A discussion utterance sentence input screen presenting unit that presents a screen for allowing the worker to input a discussion utterance sentence indicating the theme of the discussion,
A discussion utterance sentence input unit that receives the discussion utterance sentence that has been input,
A supporting utterance sentence/unsupporting utterance sentence that presents a screen for allowing the worker to input a supporting utterance sentence indicating support for the input discussion utterance sentence and an unsupporting utterance sentence indicating non-support for the discussion utterance sentence. An input screen presentation unit,
A supporting utterance sentence/unsupporting utterance sentence input unit that receives the input supporting utterance sentence and unsupported utterance sentence,
A discussion data storage unit that stores discussion data that is a pair of the input discussion utterance sentence, a support utterance sentence for the discussion utterance sentence, and an unsupported utterance sentence for the discussion utterance sentence,
Including,
An utterance sentence collecting device in which the discussion utterance sentence, the support utterance sentence, and the non-support utterance sentence have the same format.
In the discussion data storage unit, discussion data that is a pair of a discussion utterance sentence indicating a theme of the discussion, a support utterance sentence indicating support for the discussion utterance sentence, and a non-support utterance sentence indicating non-support for the discussion utterance sentence is stored. Multiple stored,
The learning unit, based on the discussion utterance sentence and the support utterance sentence included in the plurality of discussion data, while learning a support utterance sentence generation model that generates a support utterance sentence for the utterance sentence by inputting the utterance sentence, Learn an unsupported utterance generation model that generates an unsupported utterance sentence for the utterance sentence based on the discussion utterance sentence and the unsupported utterance sentence included in the plurality of discussion data. Model learning method.

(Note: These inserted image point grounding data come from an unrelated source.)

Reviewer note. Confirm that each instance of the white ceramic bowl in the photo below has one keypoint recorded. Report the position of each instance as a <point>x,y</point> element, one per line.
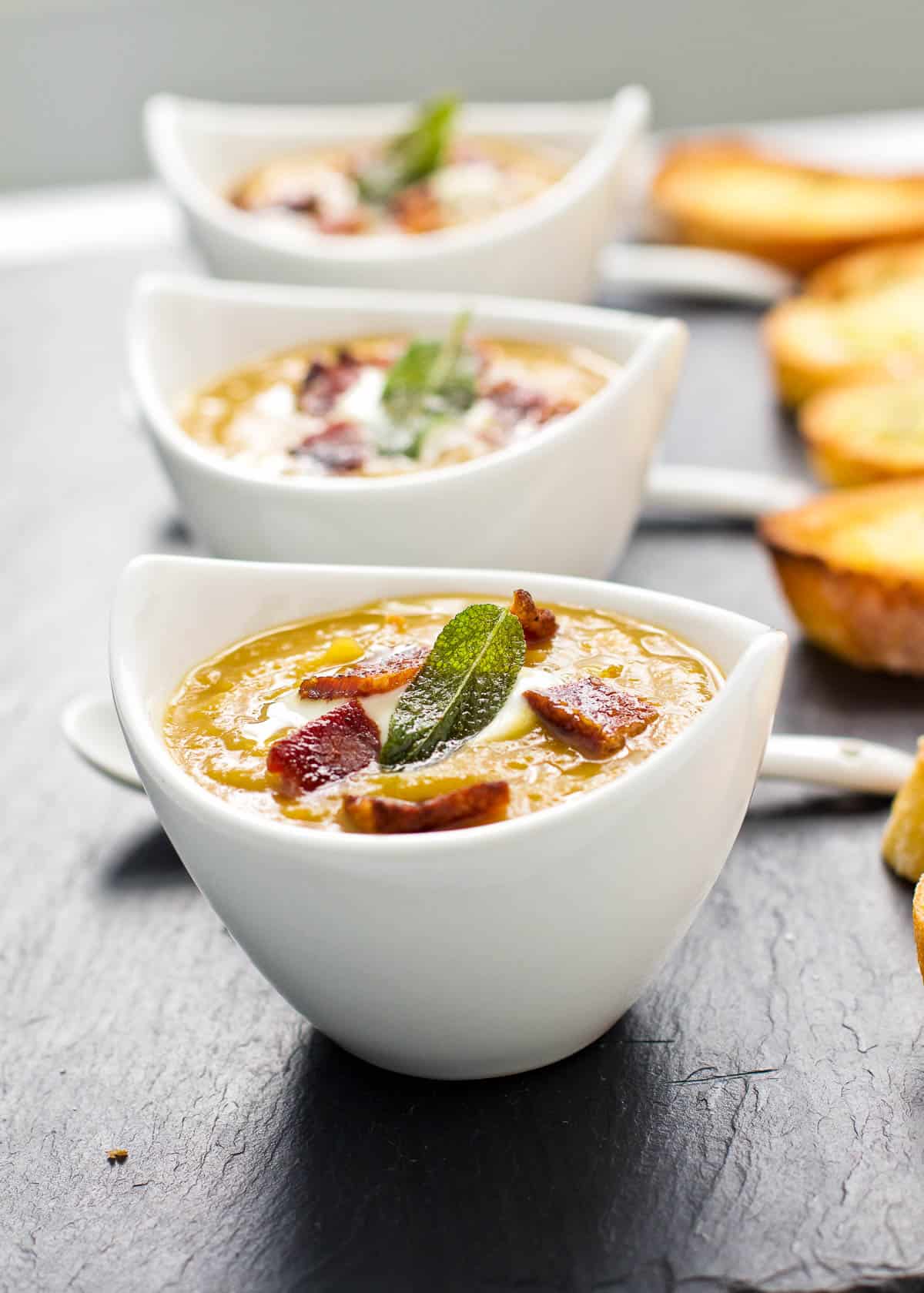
<point>467,953</point>
<point>566,499</point>
<point>544,247</point>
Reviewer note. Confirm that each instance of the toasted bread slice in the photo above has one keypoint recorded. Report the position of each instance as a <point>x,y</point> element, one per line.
<point>903,838</point>
<point>852,565</point>
<point>918,914</point>
<point>866,430</point>
<point>727,193</point>
<point>861,318</point>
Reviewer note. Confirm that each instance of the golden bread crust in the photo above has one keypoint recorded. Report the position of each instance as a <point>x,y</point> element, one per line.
<point>903,838</point>
<point>852,575</point>
<point>865,432</point>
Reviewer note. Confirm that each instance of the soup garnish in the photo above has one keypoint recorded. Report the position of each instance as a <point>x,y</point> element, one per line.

The discussion utterance input screen presenting section presents a screen for allowing the worker to input the discussion utterance sentence indicating the theme of the discussion,
The discussion utterance sentence input unit receives the input discussion utterance sentence,
A supporting utterance sentence/non-supporting utterance sentence input screen presenting unit causes the worker to input a supporting utterance sentence indicating support for the input discussion utterance sentence and an unsupporting utterance sentence indicating non-support for the discussion utterance sentence. Presents a screen for
A supporting utterance sentence/non-supporting utterance sentence input unit receives the input supporting utterance sentence and unsupported utterance sentence,
The discussion data storage unit stores the discussion data that is a pair of the input discussion utterance sentence, the support utterance sentence for the discussion utterance sentence, and the unsupported utterance sentence for the discussion utterance sentence,
The utterance sentence collecting method, wherein the discussion utterance sentence, the support utterance sentence, and the non-support utterance sentence have the same format.
A program for causing a computer to function as each unit of the utterance sentence generation model learning device according to claim 1 or 2 or the utterance sentence collection device according to claim 3.